When I first entered the CSC operating room (the ‘OR’), I felt unsure and out of place. I had never seen an operating theatre with three operating tables let alone three operating teams working simultaneously on three separate patients. As I approach the end of my time at CSC, I will miss the thrill of being in the OR on a busy day and helping to assist with an operation which I’d never seen before. I’ll also especially miss seeing the teamwork and camaraderie between Khmer staff which I’ve grown accustomed to during my time here.

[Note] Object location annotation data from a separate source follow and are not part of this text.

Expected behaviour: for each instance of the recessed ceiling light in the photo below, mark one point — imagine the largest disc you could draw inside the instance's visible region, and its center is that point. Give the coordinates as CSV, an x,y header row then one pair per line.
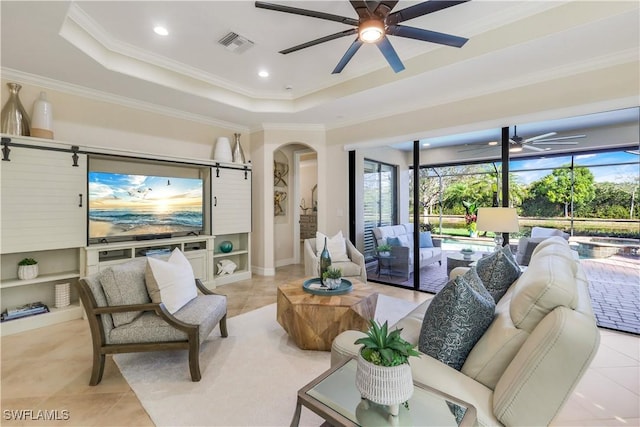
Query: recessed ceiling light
x,y
161,31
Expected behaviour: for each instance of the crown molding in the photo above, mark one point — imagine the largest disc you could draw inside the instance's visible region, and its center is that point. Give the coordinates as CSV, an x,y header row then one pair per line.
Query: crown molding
x,y
96,95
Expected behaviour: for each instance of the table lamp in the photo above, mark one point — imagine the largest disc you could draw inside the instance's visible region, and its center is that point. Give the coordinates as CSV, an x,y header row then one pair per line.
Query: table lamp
x,y
498,220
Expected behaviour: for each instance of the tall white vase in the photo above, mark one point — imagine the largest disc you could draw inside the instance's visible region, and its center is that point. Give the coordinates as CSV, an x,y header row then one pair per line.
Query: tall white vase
x,y
42,118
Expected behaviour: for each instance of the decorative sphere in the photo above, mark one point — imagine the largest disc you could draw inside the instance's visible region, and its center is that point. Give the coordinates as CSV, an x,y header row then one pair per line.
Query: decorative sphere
x,y
226,246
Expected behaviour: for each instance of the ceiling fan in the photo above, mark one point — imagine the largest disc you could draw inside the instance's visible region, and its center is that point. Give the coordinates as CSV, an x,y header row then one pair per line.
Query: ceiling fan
x,y
518,143
374,23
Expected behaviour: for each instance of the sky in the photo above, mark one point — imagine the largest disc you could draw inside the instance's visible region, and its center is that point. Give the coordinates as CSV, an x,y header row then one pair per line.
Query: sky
x,y
120,190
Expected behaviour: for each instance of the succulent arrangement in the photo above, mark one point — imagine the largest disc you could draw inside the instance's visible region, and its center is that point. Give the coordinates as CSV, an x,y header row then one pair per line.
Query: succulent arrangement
x,y
332,273
385,348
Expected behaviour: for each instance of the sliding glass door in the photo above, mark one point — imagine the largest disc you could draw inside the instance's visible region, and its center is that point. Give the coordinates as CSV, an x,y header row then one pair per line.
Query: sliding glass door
x,y
380,207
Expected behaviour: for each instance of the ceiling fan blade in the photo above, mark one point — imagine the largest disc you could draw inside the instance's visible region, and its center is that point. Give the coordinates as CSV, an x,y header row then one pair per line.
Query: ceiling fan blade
x,y
347,56
426,35
544,135
560,138
320,40
420,9
532,148
390,54
555,143
306,12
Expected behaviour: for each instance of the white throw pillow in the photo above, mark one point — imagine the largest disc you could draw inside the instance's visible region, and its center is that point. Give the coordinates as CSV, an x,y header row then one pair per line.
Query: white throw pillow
x,y
171,282
336,246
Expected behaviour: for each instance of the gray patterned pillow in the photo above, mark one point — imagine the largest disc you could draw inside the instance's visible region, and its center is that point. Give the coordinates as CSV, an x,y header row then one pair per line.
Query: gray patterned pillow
x,y
498,271
456,319
124,284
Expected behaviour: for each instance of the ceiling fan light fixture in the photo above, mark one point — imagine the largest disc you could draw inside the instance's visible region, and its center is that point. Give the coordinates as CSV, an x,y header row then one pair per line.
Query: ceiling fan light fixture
x,y
516,147
371,31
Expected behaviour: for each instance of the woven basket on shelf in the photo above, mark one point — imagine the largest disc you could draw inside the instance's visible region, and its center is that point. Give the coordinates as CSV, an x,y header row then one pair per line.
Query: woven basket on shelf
x,y
385,385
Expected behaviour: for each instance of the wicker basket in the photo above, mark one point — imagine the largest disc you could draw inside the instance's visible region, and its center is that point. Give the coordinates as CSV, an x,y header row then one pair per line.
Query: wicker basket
x,y
385,385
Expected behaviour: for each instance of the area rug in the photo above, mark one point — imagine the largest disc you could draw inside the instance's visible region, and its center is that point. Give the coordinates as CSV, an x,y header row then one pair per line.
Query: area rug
x,y
250,378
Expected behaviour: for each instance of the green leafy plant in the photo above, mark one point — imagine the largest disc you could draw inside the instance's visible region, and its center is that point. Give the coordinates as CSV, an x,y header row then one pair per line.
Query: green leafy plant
x,y
332,273
384,248
385,348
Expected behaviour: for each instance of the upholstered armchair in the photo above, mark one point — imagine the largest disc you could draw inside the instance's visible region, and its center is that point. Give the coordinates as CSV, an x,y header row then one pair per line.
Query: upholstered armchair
x,y
123,318
353,267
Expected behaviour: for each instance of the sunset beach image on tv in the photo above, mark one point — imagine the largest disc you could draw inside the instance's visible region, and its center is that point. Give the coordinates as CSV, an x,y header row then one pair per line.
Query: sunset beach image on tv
x,y
134,205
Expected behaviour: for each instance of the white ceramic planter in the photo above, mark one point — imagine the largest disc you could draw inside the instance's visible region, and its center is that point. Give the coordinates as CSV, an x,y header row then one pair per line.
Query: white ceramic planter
x,y
26,272
384,385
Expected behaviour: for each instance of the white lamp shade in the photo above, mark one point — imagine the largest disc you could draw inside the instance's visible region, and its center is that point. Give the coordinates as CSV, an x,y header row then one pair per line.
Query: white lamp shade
x,y
499,220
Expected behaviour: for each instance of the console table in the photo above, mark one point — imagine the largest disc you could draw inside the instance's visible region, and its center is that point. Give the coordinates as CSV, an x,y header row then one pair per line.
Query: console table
x,y
335,397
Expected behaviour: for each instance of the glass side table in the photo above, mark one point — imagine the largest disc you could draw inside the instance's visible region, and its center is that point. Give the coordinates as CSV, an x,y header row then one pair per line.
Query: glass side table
x,y
335,398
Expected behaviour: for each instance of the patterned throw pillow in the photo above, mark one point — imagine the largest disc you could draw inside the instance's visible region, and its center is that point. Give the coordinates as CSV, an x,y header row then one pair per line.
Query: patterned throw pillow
x,y
498,271
425,239
456,319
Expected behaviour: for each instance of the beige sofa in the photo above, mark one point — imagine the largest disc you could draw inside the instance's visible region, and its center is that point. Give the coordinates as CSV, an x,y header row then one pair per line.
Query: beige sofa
x,y
525,366
402,256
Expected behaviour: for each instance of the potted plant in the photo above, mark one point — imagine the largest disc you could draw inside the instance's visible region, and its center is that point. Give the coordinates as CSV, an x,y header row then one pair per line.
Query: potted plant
x,y
27,269
384,250
332,277
383,374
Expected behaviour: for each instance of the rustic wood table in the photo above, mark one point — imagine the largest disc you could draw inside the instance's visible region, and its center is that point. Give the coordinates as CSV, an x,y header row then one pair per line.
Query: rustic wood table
x,y
313,321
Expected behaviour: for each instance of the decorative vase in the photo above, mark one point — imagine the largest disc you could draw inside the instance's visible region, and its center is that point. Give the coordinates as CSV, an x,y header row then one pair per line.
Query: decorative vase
x,y
26,272
42,119
14,119
332,283
226,246
325,261
238,154
63,295
222,152
384,385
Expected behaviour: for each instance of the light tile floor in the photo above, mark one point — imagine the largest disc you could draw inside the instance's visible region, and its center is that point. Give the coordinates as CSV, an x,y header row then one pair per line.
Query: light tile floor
x,y
49,369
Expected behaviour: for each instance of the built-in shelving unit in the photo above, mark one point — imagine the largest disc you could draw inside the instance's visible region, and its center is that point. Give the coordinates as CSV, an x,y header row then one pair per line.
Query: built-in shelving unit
x,y
240,255
197,249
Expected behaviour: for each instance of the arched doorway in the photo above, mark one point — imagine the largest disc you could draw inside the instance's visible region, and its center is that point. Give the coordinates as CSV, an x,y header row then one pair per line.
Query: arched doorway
x,y
295,201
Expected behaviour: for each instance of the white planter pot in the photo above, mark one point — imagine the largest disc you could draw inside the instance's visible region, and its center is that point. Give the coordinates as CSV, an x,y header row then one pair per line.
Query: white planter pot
x,y
384,385
26,272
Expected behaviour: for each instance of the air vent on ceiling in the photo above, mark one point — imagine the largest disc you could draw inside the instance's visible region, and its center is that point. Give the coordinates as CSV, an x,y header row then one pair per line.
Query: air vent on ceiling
x,y
235,42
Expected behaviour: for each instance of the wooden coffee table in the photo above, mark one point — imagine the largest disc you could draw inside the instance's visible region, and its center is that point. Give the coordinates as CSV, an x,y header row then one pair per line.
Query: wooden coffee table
x,y
313,321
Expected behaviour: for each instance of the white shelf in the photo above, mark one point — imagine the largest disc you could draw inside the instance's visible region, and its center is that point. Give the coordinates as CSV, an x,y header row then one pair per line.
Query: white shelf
x,y
226,254
233,277
40,279
56,315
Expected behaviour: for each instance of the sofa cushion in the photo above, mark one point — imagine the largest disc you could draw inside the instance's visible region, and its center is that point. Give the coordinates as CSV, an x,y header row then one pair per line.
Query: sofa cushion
x,y
124,284
549,282
456,319
425,239
494,351
336,246
171,282
498,271
348,268
526,246
205,311
548,232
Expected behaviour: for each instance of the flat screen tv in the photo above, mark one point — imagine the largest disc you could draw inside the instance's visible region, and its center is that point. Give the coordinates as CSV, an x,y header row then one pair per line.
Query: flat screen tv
x,y
132,207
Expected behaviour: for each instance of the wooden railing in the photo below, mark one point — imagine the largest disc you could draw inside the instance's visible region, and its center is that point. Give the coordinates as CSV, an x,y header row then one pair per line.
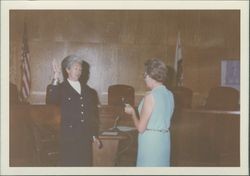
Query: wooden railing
x,y
198,137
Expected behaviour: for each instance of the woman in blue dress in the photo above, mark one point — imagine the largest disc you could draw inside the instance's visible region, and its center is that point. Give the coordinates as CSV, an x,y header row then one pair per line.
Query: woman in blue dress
x,y
155,113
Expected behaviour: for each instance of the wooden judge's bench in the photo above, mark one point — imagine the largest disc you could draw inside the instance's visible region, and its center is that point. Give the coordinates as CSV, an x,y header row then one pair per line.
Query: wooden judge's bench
x,y
198,138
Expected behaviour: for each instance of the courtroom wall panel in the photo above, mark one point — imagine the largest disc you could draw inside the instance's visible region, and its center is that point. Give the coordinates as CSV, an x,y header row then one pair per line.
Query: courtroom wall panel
x,y
117,42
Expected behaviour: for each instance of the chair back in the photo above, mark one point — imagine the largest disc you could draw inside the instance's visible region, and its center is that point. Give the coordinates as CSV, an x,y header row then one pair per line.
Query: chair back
x,y
119,94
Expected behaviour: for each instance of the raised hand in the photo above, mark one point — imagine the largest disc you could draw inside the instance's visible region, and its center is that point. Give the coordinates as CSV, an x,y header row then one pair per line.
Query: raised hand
x,y
56,69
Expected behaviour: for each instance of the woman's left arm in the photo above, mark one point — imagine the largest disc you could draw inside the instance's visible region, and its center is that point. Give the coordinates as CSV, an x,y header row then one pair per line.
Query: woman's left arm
x,y
146,111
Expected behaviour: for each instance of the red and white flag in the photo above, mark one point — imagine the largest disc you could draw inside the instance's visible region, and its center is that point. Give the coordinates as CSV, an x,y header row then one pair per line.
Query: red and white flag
x,y
178,62
25,68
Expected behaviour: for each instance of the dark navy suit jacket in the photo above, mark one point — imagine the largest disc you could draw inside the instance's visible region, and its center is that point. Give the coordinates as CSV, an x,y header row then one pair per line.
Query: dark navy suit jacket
x,y
79,121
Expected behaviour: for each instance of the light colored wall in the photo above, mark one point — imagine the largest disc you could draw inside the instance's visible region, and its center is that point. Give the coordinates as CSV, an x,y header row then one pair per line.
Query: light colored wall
x,y
116,43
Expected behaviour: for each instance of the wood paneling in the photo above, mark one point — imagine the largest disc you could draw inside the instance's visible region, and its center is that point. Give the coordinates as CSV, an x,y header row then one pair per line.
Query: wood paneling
x,y
198,137
117,42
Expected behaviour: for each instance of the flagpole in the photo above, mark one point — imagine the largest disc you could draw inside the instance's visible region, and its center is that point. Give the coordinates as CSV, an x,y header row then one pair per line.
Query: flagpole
x,y
25,68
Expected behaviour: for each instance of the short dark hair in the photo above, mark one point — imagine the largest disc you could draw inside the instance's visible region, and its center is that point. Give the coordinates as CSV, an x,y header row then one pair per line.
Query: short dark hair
x,y
156,69
68,62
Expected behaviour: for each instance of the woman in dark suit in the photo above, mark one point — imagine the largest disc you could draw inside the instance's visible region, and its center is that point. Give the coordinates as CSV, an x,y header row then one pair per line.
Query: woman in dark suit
x,y
79,113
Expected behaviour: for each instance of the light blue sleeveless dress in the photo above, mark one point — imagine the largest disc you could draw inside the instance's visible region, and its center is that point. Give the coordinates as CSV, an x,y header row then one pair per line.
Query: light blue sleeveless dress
x,y
153,144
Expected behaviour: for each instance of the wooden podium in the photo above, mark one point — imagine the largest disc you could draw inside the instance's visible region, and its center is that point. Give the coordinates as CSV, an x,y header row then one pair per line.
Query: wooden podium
x,y
106,156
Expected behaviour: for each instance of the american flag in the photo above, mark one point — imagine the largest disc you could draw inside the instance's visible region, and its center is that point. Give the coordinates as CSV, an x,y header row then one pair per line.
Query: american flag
x,y
178,62
25,68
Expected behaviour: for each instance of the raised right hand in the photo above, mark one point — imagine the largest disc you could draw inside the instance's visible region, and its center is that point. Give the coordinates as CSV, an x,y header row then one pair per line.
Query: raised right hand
x,y
56,69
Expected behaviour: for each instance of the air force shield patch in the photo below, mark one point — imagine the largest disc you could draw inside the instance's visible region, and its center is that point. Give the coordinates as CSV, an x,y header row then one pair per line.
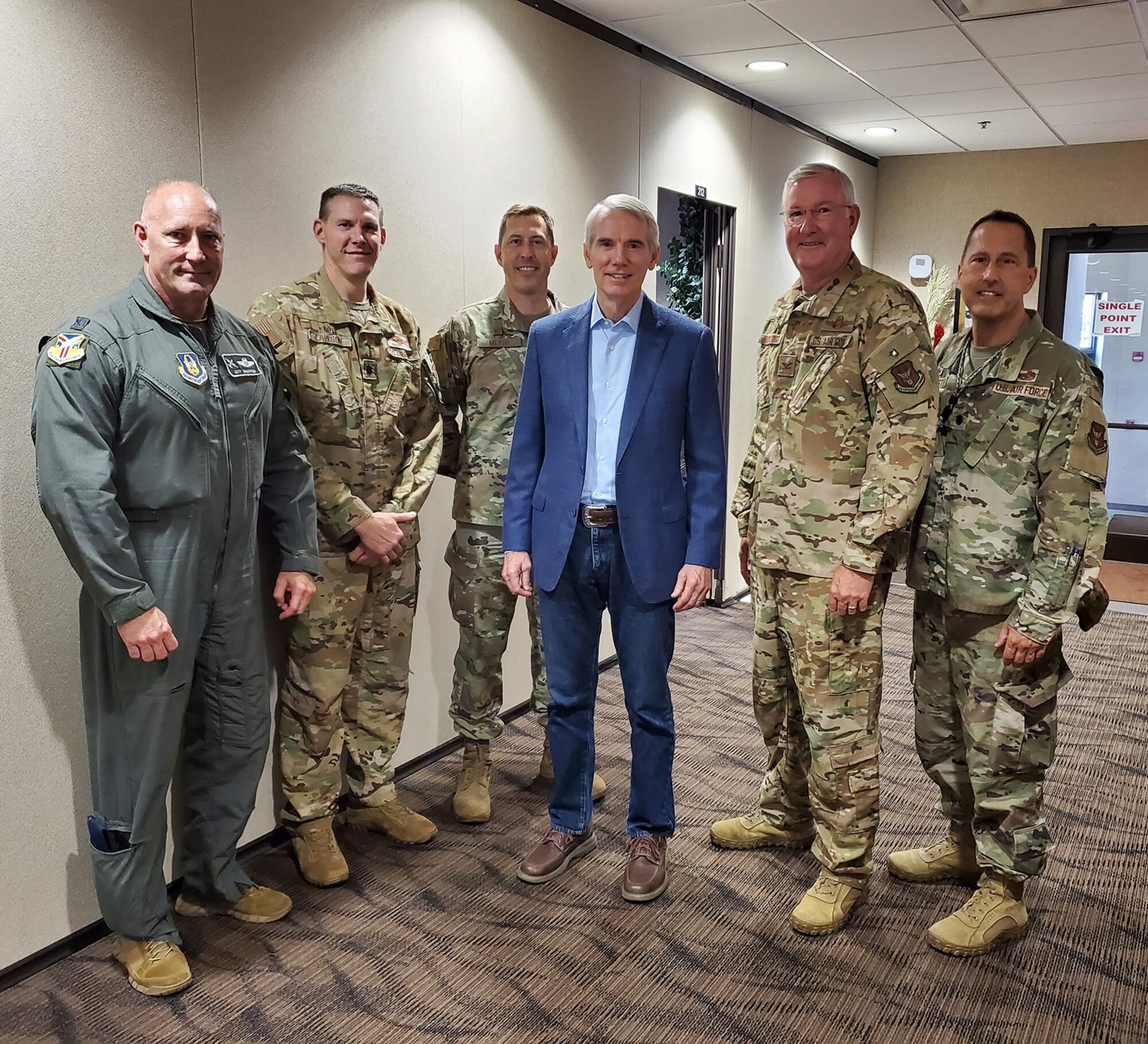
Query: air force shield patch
x,y
191,369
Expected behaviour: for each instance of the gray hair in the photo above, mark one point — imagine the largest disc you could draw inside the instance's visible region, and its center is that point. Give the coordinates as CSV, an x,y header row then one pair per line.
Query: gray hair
x,y
808,171
631,205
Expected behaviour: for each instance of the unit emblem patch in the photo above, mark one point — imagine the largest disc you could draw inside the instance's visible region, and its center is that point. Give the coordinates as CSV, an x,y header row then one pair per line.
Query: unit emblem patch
x,y
191,369
906,377
68,351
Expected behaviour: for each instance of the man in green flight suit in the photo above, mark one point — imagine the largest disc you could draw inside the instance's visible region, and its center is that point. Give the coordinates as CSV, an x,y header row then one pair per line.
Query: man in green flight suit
x,y
160,427
479,355
1006,550
367,392
836,466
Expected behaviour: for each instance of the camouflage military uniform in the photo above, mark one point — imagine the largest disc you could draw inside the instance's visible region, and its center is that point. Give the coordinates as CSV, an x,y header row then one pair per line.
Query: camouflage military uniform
x,y
479,355
1012,529
368,395
837,463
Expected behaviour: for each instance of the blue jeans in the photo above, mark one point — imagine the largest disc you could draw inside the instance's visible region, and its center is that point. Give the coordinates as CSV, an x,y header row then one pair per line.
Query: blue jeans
x,y
595,578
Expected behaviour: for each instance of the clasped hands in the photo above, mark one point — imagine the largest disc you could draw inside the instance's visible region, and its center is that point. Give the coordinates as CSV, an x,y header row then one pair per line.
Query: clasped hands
x,y
382,538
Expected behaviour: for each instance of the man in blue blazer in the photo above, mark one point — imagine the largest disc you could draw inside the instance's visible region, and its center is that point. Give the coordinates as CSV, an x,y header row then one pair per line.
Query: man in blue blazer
x,y
599,511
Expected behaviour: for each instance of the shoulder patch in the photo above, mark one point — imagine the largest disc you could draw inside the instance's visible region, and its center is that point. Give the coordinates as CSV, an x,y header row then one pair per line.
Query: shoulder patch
x,y
68,350
262,324
907,378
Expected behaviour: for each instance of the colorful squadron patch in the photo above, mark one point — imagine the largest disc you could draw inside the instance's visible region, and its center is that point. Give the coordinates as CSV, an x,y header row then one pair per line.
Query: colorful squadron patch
x,y
68,351
191,369
906,377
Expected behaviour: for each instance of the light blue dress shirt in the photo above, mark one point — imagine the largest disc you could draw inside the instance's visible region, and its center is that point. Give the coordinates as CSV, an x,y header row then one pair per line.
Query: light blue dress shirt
x,y
612,347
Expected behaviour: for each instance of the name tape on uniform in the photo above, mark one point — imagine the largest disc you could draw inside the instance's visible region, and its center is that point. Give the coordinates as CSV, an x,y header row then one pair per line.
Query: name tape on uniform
x,y
241,365
323,337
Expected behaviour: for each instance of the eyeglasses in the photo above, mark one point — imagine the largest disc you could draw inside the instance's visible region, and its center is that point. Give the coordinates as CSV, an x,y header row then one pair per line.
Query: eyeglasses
x,y
796,219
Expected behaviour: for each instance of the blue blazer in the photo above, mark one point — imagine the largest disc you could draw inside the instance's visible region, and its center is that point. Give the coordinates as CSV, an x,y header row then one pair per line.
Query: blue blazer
x,y
666,520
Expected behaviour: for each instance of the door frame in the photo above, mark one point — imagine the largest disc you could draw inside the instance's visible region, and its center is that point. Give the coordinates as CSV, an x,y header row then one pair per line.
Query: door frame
x,y
1056,248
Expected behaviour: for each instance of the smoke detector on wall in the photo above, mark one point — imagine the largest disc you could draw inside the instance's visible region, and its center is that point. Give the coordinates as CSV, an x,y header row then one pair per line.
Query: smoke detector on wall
x,y
920,267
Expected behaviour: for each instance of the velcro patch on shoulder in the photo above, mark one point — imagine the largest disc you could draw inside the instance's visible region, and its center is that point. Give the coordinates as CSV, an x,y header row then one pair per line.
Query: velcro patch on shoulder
x,y
1025,391
68,350
262,324
1089,448
907,378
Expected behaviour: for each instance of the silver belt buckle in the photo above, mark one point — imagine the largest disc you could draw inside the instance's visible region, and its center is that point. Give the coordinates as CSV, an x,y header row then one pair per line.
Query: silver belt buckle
x,y
587,521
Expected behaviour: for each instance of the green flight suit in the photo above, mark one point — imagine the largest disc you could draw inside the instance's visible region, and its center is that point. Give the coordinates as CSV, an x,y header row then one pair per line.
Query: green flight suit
x,y
156,445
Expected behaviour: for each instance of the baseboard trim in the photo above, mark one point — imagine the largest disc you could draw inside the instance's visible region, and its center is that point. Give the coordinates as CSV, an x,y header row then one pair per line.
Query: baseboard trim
x,y
94,933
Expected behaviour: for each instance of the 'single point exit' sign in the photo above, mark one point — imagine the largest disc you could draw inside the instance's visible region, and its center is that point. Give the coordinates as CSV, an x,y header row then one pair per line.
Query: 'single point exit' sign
x,y
1119,319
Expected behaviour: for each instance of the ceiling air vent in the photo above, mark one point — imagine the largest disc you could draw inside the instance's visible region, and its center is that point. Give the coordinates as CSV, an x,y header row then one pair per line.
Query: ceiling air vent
x,y
972,11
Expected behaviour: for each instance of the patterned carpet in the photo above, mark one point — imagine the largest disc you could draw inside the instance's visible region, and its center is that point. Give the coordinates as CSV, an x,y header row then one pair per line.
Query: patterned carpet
x,y
446,945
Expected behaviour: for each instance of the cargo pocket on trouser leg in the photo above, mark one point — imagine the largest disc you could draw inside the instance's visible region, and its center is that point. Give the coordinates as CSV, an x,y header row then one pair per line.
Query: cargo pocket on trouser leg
x,y
1012,829
375,709
857,786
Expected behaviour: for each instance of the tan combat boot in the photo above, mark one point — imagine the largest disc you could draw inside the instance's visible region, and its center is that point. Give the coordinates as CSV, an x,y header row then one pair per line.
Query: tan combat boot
x,y
547,774
955,856
258,906
472,795
321,862
756,832
995,915
827,907
393,819
154,968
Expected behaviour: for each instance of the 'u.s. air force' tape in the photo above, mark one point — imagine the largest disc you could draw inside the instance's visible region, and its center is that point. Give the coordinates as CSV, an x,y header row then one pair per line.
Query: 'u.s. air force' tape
x,y
241,365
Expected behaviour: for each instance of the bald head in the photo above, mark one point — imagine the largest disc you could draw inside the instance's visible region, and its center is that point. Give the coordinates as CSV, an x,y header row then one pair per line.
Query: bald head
x,y
181,236
181,194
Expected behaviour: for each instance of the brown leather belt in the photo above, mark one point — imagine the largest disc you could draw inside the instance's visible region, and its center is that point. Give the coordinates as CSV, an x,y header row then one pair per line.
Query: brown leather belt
x,y
596,516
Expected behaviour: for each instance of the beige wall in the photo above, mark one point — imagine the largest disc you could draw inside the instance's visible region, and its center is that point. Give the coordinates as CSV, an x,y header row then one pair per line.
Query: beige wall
x,y
452,112
928,203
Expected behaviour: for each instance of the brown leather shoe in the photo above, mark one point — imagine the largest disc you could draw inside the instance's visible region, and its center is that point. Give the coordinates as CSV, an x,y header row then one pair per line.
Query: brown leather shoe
x,y
646,873
555,855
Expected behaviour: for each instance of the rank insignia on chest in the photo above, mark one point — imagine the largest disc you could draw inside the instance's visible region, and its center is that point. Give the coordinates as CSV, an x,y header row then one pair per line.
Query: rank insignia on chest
x,y
399,347
1025,391
191,369
241,365
68,350
906,377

Every day, around a dozen patients, young and old, wait with their families outside the OR for their name to be called. After they’ve been assessed by the pre-operative team, they’re given the green light to enter the OR. Inside the OR, they’re in the hands of the friendly anaesthetics team, who ease their worries as they give them the medications essential for their surgery. Putting patients at ease is an often-overlooked part of surgery, yet it is so important at CSC for the young patients which they care for. Even with my limited understanding of the Khmer language, I can understand the warmth and smiles which the anaesthetics team use to calm their young patients.
Once the patient is under anaesthesia and ready for their operation, it is now the time for the surgical team to shine. Each surgical team is usually formed by a senior surgeon, a scrub nurse and number of surgical trainees. During the procedure, the senior surgeon points out different parts of interesting anatomy and demonstrates techniques to help the trainees learn. Trainees, in turn, help the surgeon with tasks during the surgery and get the opportunity to ask questions about things which they may previously only have seen in textbooks or medical school. A key cog which keeps the wheel of the operation moving is the scrub nurse. They work with the surgeon during the operation to make sure that the correct tools for the job are available, whether these may be hammers and screws for orthopaedic procedures or precise scalpels and forceps for delicate microsurgical procedures. They often anticipate what may be needed before anyone else from the surgical teams even says it out loud. Together all these different individuals work together to complete the surgery and to ultimately help improve a patient’s life.
Getting to observe the teams at work at CSC has truly been a privilege. I’ve seen patients with injuries which I previously could not have imagined, and I’ve seen the whole CSC team come together to find a way to improve their quality of life. Their ability to work together and solve problems has been inspirational and something which I will try to apply in my own medical career.